As per the notification, shooting is expected to stop from March 19. Owing to panic, half of Goregaon's Film City had already stopped shooting by Tuesday, March 17. Most people declared they were in no mood to take risks.
Celebrities as well as junior artistes are routinely absent from pre-scheduled shoots.
Casting coordinator Prince Sheikh revealed: "I am casting for a mythological show right now but I am not getting good response from actors owing to this coronavirus scare. If earlier, a hundred people responded to an ad posted by me, now hardly 10 are turning up."
Big stars have already started cancelling shoots. Reveals a source: "A couple of days ago, shoot for an advertisement was scheduled with an A-lister actress in Film City.

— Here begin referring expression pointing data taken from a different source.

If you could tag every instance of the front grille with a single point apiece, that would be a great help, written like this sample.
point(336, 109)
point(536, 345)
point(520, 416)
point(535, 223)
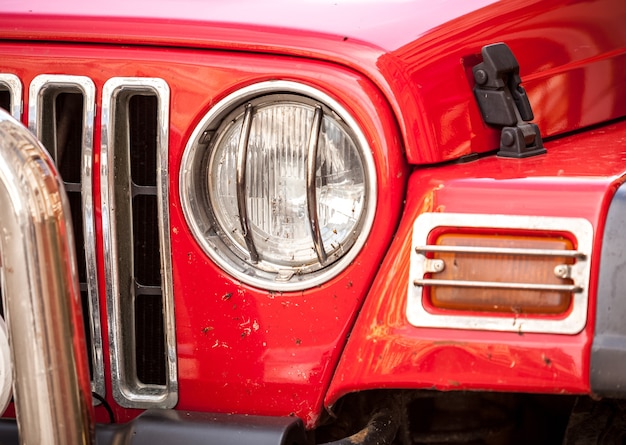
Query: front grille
point(136, 239)
point(61, 112)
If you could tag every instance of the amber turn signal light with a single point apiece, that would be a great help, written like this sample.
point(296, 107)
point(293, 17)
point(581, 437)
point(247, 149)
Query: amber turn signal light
point(500, 273)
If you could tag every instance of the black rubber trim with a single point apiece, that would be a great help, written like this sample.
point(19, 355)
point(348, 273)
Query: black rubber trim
point(608, 352)
point(169, 427)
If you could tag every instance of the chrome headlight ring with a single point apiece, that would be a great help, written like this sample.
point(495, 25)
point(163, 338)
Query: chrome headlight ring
point(278, 186)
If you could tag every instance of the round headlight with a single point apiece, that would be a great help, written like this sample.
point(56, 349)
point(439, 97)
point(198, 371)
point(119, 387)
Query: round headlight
point(278, 186)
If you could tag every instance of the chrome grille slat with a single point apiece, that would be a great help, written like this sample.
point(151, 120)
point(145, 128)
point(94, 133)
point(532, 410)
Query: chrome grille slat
point(124, 292)
point(41, 112)
point(12, 84)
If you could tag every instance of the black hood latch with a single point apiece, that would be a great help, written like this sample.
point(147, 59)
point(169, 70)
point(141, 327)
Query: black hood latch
point(503, 102)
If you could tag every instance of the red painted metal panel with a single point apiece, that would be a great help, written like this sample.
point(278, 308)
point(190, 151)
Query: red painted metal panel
point(241, 349)
point(419, 54)
point(576, 178)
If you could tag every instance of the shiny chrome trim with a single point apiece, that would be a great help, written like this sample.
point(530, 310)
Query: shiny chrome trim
point(14, 85)
point(194, 208)
point(41, 295)
point(311, 196)
point(572, 323)
point(54, 84)
point(127, 390)
point(498, 285)
point(242, 155)
point(501, 251)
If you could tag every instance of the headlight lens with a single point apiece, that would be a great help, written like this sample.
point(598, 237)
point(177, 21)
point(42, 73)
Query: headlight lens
point(256, 201)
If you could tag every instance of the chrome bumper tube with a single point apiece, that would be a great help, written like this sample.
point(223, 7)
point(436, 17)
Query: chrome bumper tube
point(41, 296)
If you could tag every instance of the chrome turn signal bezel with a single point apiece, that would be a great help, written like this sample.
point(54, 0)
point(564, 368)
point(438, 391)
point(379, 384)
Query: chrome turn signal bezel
point(572, 322)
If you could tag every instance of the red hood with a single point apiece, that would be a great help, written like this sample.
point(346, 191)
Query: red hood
point(420, 53)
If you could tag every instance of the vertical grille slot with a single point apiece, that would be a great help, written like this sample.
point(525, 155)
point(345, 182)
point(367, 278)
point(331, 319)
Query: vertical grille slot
point(11, 94)
point(135, 225)
point(61, 115)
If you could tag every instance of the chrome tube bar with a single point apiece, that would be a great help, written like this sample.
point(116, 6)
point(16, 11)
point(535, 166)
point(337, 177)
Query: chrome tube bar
point(41, 295)
point(311, 196)
point(499, 285)
point(242, 153)
point(38, 118)
point(500, 251)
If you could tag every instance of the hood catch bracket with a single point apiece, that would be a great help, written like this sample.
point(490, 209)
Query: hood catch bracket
point(503, 102)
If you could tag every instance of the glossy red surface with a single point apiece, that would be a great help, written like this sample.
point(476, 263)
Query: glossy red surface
point(576, 178)
point(241, 349)
point(419, 53)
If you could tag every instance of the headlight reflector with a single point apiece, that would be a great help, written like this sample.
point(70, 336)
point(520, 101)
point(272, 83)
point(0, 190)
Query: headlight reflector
point(257, 202)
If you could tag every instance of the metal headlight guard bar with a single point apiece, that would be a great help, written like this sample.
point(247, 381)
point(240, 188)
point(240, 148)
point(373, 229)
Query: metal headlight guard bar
point(51, 383)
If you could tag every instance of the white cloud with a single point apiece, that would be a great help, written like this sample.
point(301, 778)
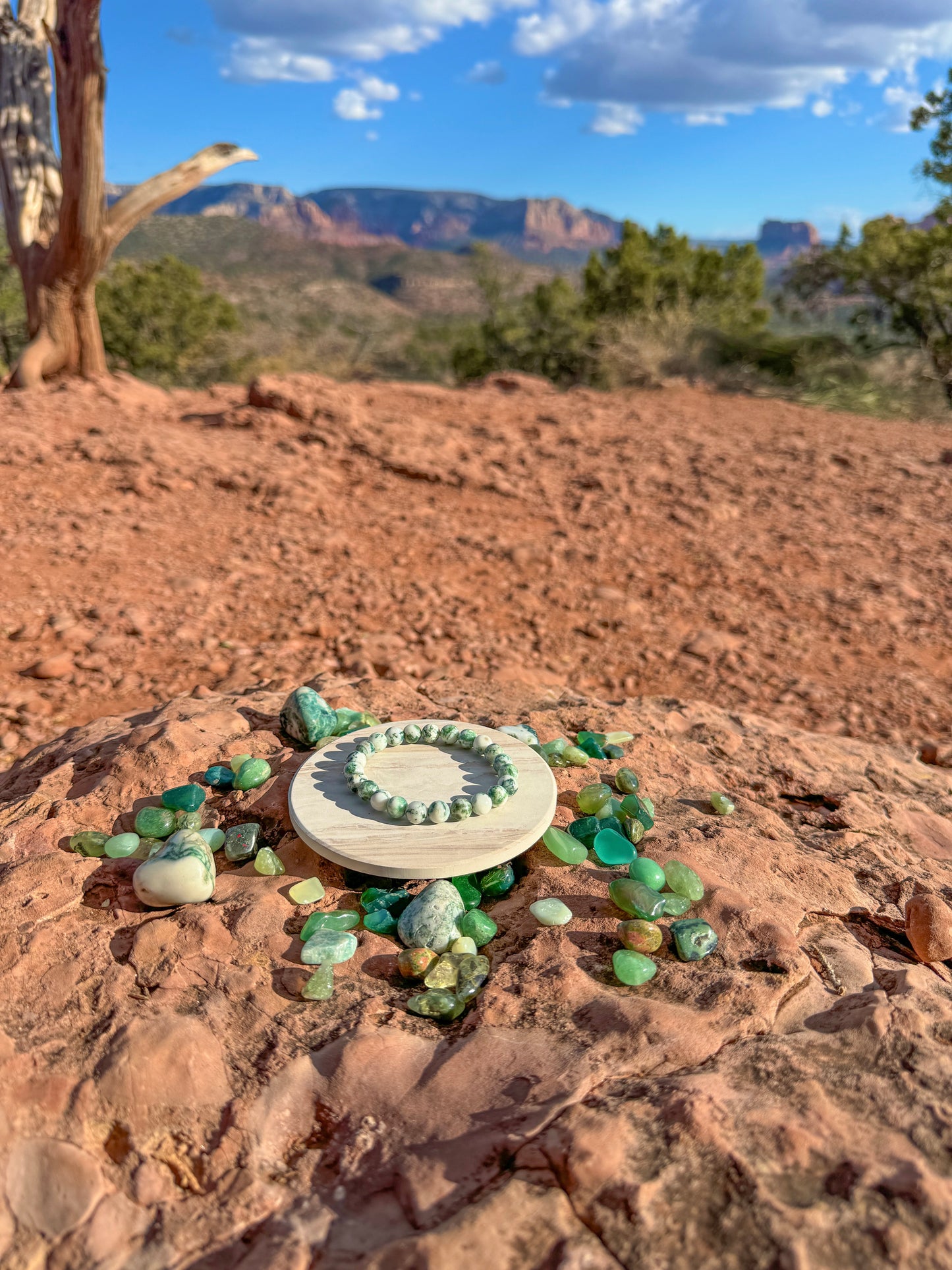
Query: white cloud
point(486, 72)
point(256, 60)
point(616, 121)
point(352, 104)
point(711, 59)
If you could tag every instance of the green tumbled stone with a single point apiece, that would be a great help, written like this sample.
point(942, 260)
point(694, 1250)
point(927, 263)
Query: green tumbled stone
point(320, 986)
point(632, 968)
point(675, 906)
point(381, 921)
point(268, 863)
point(308, 718)
point(184, 798)
point(636, 898)
point(683, 880)
point(470, 893)
point(122, 845)
point(648, 871)
point(592, 798)
point(693, 939)
point(329, 946)
point(586, 831)
point(337, 920)
point(188, 821)
point(478, 926)
point(551, 912)
point(640, 937)
point(253, 774)
point(155, 822)
point(437, 1004)
point(626, 780)
point(497, 882)
point(564, 846)
point(242, 841)
point(612, 849)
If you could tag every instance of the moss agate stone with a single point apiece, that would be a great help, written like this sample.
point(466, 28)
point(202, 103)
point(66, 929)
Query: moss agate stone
point(155, 822)
point(693, 939)
point(308, 718)
point(329, 948)
point(551, 912)
point(320, 986)
point(181, 873)
point(242, 841)
point(431, 919)
point(437, 1004)
point(640, 937)
point(683, 880)
point(648, 871)
point(564, 846)
point(478, 926)
point(634, 968)
point(414, 963)
point(335, 920)
point(184, 798)
point(635, 898)
point(497, 882)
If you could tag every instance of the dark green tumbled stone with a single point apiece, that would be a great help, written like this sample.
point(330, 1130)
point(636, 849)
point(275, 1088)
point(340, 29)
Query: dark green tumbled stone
point(470, 893)
point(693, 939)
point(636, 898)
point(498, 880)
point(184, 798)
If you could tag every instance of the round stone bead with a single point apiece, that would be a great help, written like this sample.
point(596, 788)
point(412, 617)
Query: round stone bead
point(482, 804)
point(397, 808)
point(460, 808)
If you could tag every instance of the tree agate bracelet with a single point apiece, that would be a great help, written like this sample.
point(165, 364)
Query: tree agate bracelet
point(459, 808)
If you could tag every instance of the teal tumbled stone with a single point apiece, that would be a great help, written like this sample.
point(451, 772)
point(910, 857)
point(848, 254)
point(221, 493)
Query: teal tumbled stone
point(648, 871)
point(320, 986)
point(308, 718)
point(632, 968)
point(497, 882)
point(329, 948)
point(253, 774)
point(155, 822)
point(335, 920)
point(693, 939)
point(184, 798)
point(612, 849)
point(636, 898)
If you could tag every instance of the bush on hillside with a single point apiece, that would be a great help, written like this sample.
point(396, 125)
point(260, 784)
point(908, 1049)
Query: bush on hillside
point(160, 322)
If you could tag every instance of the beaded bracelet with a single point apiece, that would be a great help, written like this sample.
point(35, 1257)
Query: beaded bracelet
point(459, 808)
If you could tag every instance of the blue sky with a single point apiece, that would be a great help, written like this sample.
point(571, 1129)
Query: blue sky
point(710, 115)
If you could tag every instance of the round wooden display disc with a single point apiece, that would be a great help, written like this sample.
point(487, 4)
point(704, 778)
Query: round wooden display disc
point(333, 821)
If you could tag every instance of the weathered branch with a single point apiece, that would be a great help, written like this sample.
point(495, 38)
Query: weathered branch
point(168, 186)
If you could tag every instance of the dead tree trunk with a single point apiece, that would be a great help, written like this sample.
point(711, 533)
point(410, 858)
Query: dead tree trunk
point(60, 231)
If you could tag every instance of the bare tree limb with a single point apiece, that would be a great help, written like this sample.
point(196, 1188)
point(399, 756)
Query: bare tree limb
point(168, 186)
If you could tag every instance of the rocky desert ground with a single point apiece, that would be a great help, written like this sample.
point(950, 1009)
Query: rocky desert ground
point(757, 591)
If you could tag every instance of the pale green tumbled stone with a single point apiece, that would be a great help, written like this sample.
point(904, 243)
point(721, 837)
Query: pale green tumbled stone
point(551, 912)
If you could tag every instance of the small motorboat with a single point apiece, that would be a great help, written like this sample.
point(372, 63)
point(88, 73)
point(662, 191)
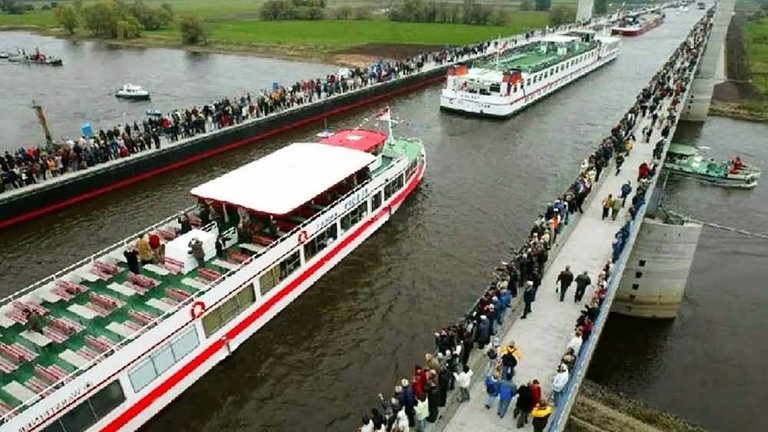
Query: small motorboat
point(132, 92)
point(685, 160)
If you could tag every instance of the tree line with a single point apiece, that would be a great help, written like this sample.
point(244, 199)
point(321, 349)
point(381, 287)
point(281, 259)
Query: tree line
point(468, 12)
point(113, 19)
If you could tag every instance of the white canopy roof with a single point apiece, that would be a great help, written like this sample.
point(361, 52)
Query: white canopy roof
point(286, 179)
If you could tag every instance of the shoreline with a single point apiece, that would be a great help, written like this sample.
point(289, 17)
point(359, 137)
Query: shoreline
point(282, 52)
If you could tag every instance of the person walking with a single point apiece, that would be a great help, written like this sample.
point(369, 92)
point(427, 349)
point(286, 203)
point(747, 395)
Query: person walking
point(528, 296)
point(558, 384)
point(507, 391)
point(619, 163)
point(565, 278)
point(615, 208)
point(524, 404)
point(541, 415)
point(422, 412)
point(626, 189)
point(491, 389)
point(464, 379)
point(607, 204)
point(582, 282)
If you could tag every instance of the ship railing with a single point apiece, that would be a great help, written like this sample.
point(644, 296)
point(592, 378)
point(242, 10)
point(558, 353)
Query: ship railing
point(89, 260)
point(578, 373)
point(115, 348)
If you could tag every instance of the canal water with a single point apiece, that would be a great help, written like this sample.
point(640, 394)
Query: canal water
point(83, 90)
point(319, 364)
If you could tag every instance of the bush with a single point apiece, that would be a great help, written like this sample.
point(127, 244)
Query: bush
point(192, 31)
point(67, 17)
point(560, 15)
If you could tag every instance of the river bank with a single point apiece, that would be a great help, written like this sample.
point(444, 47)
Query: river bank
point(598, 408)
point(741, 96)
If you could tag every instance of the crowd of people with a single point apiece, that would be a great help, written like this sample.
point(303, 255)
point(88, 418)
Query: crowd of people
point(416, 401)
point(32, 165)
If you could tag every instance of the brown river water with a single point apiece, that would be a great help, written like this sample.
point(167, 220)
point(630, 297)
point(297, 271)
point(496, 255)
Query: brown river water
point(319, 364)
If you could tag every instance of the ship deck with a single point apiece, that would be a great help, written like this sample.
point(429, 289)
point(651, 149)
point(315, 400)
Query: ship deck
point(96, 306)
point(530, 59)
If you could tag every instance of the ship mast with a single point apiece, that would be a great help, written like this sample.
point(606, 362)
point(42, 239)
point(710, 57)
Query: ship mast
point(43, 122)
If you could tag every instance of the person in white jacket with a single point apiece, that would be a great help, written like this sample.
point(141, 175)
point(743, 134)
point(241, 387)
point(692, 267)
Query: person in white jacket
point(422, 412)
point(575, 342)
point(559, 383)
point(463, 380)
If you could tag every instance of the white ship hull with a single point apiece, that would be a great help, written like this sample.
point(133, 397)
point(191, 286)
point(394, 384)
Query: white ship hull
point(504, 106)
point(140, 406)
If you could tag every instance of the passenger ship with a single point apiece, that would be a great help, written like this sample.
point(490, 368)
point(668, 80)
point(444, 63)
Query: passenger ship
point(635, 25)
point(98, 347)
point(526, 74)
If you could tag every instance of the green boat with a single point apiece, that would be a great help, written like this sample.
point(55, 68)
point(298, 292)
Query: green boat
point(685, 160)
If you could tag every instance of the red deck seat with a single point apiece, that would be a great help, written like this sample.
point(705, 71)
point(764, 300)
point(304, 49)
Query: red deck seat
point(262, 240)
point(146, 282)
point(5, 408)
point(6, 366)
point(208, 274)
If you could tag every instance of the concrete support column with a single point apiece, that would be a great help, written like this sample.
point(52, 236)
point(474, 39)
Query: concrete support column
point(700, 96)
point(584, 11)
point(656, 273)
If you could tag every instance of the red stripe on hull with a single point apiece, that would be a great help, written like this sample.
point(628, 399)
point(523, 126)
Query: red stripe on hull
point(126, 182)
point(240, 327)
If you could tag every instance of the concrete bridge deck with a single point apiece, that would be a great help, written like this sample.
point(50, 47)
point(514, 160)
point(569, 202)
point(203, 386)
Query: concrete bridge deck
point(543, 336)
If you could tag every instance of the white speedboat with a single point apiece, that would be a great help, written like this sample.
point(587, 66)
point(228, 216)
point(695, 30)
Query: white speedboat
point(134, 92)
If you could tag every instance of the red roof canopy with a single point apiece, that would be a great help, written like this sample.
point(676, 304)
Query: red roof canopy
point(357, 139)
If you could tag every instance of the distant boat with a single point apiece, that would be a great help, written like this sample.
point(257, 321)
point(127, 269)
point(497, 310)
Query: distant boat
point(685, 160)
point(36, 58)
point(132, 92)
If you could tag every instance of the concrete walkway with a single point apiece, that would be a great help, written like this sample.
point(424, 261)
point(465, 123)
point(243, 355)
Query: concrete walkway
point(544, 334)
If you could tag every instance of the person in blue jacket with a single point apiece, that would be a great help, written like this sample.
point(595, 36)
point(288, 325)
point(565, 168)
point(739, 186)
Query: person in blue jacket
point(491, 389)
point(507, 390)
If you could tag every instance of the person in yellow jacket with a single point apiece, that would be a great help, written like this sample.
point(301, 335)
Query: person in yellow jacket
point(144, 250)
point(540, 415)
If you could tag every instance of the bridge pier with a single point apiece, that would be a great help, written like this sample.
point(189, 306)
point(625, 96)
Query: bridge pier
point(654, 278)
point(699, 98)
point(584, 11)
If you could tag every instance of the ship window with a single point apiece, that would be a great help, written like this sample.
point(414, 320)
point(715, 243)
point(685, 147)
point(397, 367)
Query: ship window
point(107, 399)
point(79, 419)
point(163, 359)
point(376, 201)
point(289, 265)
point(393, 186)
point(321, 241)
point(91, 411)
point(166, 356)
point(411, 169)
point(354, 216)
point(217, 318)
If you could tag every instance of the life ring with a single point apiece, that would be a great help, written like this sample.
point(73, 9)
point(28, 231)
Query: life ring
point(303, 236)
point(197, 310)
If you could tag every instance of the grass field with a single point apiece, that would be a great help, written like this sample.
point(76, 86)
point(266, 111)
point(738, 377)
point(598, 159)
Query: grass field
point(756, 45)
point(234, 23)
point(332, 34)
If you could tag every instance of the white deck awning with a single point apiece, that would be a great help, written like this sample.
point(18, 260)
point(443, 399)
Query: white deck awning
point(286, 179)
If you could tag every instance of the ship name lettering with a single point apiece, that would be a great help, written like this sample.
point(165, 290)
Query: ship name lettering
point(56, 408)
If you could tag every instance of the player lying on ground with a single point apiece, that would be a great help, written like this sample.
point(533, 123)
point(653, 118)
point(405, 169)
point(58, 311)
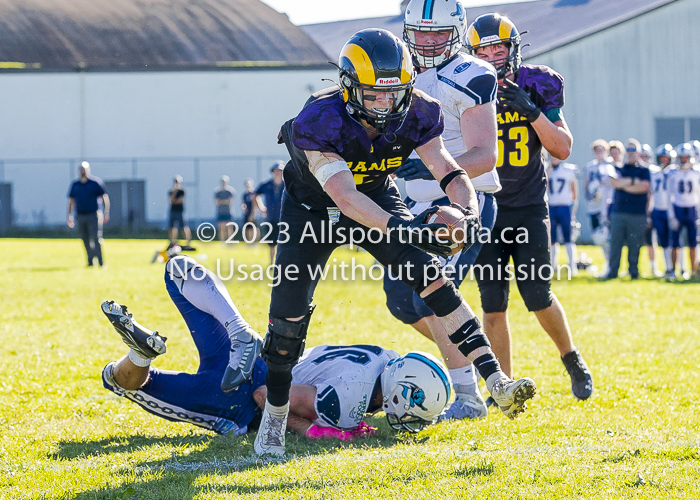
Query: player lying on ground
point(334, 386)
point(344, 145)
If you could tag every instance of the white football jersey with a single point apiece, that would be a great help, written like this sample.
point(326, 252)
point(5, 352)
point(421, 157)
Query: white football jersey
point(684, 187)
point(601, 172)
point(659, 192)
point(559, 189)
point(461, 84)
point(344, 377)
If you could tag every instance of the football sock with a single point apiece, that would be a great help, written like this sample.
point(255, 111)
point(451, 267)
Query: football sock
point(278, 412)
point(571, 253)
point(464, 380)
point(278, 386)
point(668, 255)
point(555, 256)
point(209, 294)
point(138, 360)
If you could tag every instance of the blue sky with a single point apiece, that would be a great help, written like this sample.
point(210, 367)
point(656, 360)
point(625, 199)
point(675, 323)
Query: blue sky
point(321, 11)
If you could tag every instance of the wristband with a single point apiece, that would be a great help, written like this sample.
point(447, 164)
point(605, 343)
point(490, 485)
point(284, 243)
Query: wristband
point(449, 177)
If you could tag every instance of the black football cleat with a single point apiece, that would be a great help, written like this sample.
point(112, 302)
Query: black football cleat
point(581, 378)
point(142, 340)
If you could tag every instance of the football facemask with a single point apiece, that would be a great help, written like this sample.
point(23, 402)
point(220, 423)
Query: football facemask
point(494, 29)
point(415, 388)
point(375, 67)
point(446, 21)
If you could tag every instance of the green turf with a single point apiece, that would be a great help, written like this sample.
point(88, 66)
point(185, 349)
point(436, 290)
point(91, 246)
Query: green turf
point(64, 436)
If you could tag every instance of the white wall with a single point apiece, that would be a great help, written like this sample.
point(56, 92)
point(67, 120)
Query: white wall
point(619, 80)
point(159, 114)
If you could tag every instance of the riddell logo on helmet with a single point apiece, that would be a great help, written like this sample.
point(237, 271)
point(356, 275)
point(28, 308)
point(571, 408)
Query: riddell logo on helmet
point(388, 81)
point(490, 38)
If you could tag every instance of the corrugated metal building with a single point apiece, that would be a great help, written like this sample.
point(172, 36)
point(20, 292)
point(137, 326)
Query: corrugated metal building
point(144, 89)
point(631, 67)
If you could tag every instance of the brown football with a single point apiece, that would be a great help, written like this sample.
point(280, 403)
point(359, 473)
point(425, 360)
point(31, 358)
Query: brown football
point(454, 219)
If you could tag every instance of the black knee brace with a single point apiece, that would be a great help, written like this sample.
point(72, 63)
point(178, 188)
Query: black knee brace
point(288, 337)
point(444, 300)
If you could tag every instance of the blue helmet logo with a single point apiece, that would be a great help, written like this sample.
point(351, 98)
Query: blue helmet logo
point(459, 12)
point(417, 396)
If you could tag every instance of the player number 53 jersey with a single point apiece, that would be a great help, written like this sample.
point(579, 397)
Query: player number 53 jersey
point(520, 166)
point(684, 187)
point(344, 377)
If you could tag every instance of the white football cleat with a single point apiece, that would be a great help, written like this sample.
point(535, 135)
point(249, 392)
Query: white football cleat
point(465, 406)
point(245, 349)
point(270, 437)
point(511, 395)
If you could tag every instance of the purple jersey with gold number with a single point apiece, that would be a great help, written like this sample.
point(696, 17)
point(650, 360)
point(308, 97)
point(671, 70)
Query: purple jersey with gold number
point(324, 125)
point(520, 165)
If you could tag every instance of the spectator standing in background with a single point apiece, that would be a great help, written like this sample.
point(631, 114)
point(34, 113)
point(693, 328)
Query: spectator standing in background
point(562, 191)
point(646, 159)
point(272, 192)
point(85, 197)
point(616, 149)
point(665, 155)
point(628, 217)
point(248, 207)
point(177, 219)
point(683, 188)
point(223, 197)
point(599, 193)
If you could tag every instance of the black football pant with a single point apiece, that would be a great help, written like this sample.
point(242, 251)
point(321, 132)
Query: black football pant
point(298, 250)
point(90, 230)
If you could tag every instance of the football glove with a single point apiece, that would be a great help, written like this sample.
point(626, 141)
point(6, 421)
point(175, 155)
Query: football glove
point(419, 234)
point(472, 225)
point(412, 170)
point(519, 100)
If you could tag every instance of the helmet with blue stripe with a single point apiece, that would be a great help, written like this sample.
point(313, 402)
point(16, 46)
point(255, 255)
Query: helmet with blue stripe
point(416, 388)
point(686, 155)
point(374, 64)
point(445, 19)
point(495, 29)
point(665, 151)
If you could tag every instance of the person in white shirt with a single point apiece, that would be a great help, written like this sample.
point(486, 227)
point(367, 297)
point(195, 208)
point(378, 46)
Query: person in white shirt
point(646, 159)
point(684, 196)
point(466, 88)
point(562, 193)
point(658, 208)
point(334, 386)
point(599, 194)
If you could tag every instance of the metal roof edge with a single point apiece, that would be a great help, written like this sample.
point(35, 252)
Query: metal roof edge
point(600, 28)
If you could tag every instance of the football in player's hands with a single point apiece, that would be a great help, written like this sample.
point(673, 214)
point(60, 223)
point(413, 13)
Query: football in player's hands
point(461, 226)
point(515, 97)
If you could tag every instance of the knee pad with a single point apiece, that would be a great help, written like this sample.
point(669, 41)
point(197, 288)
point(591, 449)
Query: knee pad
point(494, 298)
point(431, 274)
point(444, 300)
point(536, 295)
point(178, 268)
point(400, 301)
point(284, 343)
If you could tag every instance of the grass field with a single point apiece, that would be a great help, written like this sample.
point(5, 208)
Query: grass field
point(64, 437)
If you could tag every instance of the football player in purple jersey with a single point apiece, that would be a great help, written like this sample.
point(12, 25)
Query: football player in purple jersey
point(529, 117)
point(344, 145)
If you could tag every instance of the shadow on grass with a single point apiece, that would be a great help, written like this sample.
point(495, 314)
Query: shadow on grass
point(177, 475)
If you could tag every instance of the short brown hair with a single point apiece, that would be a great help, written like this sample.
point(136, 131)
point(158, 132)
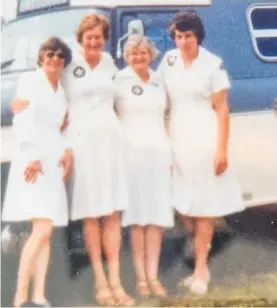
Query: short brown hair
point(187, 20)
point(90, 22)
point(54, 44)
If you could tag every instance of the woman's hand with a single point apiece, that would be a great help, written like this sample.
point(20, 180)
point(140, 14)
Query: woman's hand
point(221, 161)
point(32, 171)
point(65, 122)
point(66, 162)
point(18, 105)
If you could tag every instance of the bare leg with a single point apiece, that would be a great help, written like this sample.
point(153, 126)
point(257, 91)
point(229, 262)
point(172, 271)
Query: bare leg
point(201, 276)
point(137, 241)
point(189, 224)
point(112, 244)
point(153, 249)
point(203, 238)
point(41, 233)
point(92, 236)
point(40, 274)
point(138, 251)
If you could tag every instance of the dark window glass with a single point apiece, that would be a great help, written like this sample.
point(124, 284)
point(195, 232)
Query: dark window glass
point(264, 18)
point(267, 46)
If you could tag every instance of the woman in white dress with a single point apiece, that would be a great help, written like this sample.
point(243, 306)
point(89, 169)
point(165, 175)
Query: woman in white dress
point(141, 104)
point(204, 185)
point(97, 188)
point(40, 165)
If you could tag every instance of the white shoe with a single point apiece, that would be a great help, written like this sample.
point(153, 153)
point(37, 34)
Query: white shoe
point(187, 282)
point(199, 286)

She did not turn up owing to the coronavirus scare, and the entire shoot was cancelled. A celebrity can afford not to turn up, but if a technician, a spotboy, a lightman, a cameraman and a junior artiste does not turn up, they stand to lose their job. Junior artists get paid as less as Rs 300-400 and other workers get Rs 600-700 for working up to 16 hours."
While shooting scheduled to be stopped for 13 days at a stretch, the lockdown could be extended depending upon circumstances. How will these people manage?
Not coronavirus, but the question of running their households is right now the bigger concern for these people Bollywood's lower-rung professionals.